For my M.S. thesis (under Rick Law at Virginia Tech) I produced a detailed description of a dextral transpression zone, the White Mountain shear zone (WMSZ), with a range of lineation orientations and compared these natural data to numerical models that predict a change in the maximum stretching direction from subhorizontal to subvertical (Sullivan and Law, 2007 [PDF]). The WMSZ is characterized by steeply dipping foliations, with dominant shallowly plunging lineations and coeval subordinate domains of steeply plunging lineations.
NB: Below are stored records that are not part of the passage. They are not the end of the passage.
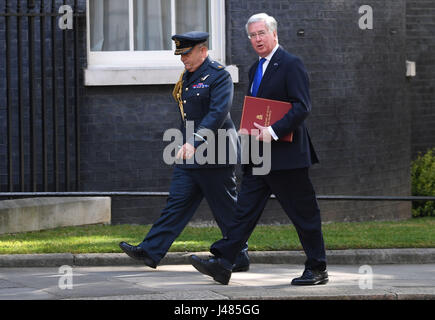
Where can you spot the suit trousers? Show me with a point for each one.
(294, 191)
(188, 188)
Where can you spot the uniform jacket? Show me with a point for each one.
(286, 79)
(207, 96)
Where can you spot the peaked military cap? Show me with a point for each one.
(185, 42)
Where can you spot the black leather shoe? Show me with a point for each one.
(137, 253)
(311, 277)
(242, 262)
(211, 267)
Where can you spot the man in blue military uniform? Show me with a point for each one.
(278, 75)
(204, 95)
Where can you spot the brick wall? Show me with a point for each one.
(420, 47)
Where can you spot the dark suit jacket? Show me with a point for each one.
(286, 79)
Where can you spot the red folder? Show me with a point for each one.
(265, 112)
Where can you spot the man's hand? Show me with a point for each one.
(186, 151)
(264, 134)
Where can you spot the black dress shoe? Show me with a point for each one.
(311, 277)
(242, 262)
(211, 267)
(137, 253)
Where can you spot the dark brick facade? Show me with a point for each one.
(364, 122)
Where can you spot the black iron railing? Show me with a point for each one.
(41, 106)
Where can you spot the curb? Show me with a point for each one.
(334, 257)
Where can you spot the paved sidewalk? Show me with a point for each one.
(183, 282)
(386, 274)
(339, 257)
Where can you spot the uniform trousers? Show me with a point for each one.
(188, 188)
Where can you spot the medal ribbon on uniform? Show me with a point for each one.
(176, 93)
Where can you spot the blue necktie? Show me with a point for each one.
(257, 77)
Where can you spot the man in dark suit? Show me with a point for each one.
(204, 95)
(276, 75)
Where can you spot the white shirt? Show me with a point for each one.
(265, 64)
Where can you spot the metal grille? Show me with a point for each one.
(39, 97)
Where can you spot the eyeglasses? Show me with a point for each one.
(261, 34)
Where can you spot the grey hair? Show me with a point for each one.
(269, 21)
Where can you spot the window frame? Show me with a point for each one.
(149, 67)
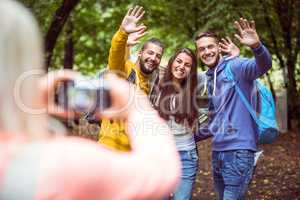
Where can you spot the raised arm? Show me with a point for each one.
(251, 69)
(229, 48)
(129, 25)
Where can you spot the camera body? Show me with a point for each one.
(84, 95)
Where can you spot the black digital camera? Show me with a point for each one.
(84, 95)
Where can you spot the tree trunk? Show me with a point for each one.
(69, 46)
(59, 19)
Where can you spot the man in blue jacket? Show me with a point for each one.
(234, 132)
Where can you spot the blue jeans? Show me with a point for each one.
(189, 165)
(232, 173)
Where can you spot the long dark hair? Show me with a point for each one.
(185, 99)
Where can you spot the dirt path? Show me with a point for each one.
(277, 175)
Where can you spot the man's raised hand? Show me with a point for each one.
(228, 47)
(131, 19)
(247, 33)
(134, 38)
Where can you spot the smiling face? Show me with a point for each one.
(181, 67)
(150, 57)
(208, 51)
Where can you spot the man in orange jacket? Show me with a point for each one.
(112, 133)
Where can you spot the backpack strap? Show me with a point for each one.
(230, 76)
(20, 178)
(132, 76)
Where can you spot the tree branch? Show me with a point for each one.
(60, 18)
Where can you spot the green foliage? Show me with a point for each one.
(175, 22)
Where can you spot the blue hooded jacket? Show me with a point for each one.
(230, 123)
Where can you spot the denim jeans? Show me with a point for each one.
(232, 173)
(189, 165)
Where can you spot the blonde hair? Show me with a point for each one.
(20, 52)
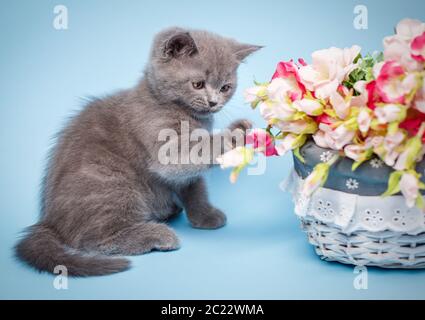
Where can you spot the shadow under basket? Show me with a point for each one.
(359, 229)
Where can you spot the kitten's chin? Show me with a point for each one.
(205, 113)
Within shallowly lineated domains, foliation geometry, shear-sense indicators and quartz c-axis fabrics indicate a large component of simple shear, while microstructural and quartz c-axis fabric data from steeply lineated domains indicate a large component of pure shear. Geometric relationships between foliations and lineations and quartz c-axis fabrics demonstrate that lineation orientation has remained constant during much of the deformation history. Comparison of numerical models with the data collected from WMSZ shows that the shear zone geometry and the observed strain-path partitioning do not match any of these models. Therefore, we proposed a conceptual kinematic model for the WMSZ involving stable, segregated, coeval kinematic domains of simple-shear-dominated fabrics and pure-shear-dominated fabrics that accommodate the transcurrent and contractional components of deformation respectively.

6. Publications Top of page

Sullivan, W.A. and Snoke, A.W., 2007 [PDF], Comparative anatomy of core-complex development in the northeastern Great Basin, U.S.A.: Rocky Mountain Geology, v. 42, p. 1–29.

Sullivan, W.A. and Law, R.D., 2007 [PDF], Strain path partitioning in the transpressional White Mountain shear zone, California and Nevada: Journal of Structural Geology, v. 29, p. 583–598.

Sullivan, W.A., 2006 [Journal of Geology Home], Structural significance of L tectonites in the eastern-central Laramie Mountains, Wyoming: Journal of Geology, v. 114, p. 513–531.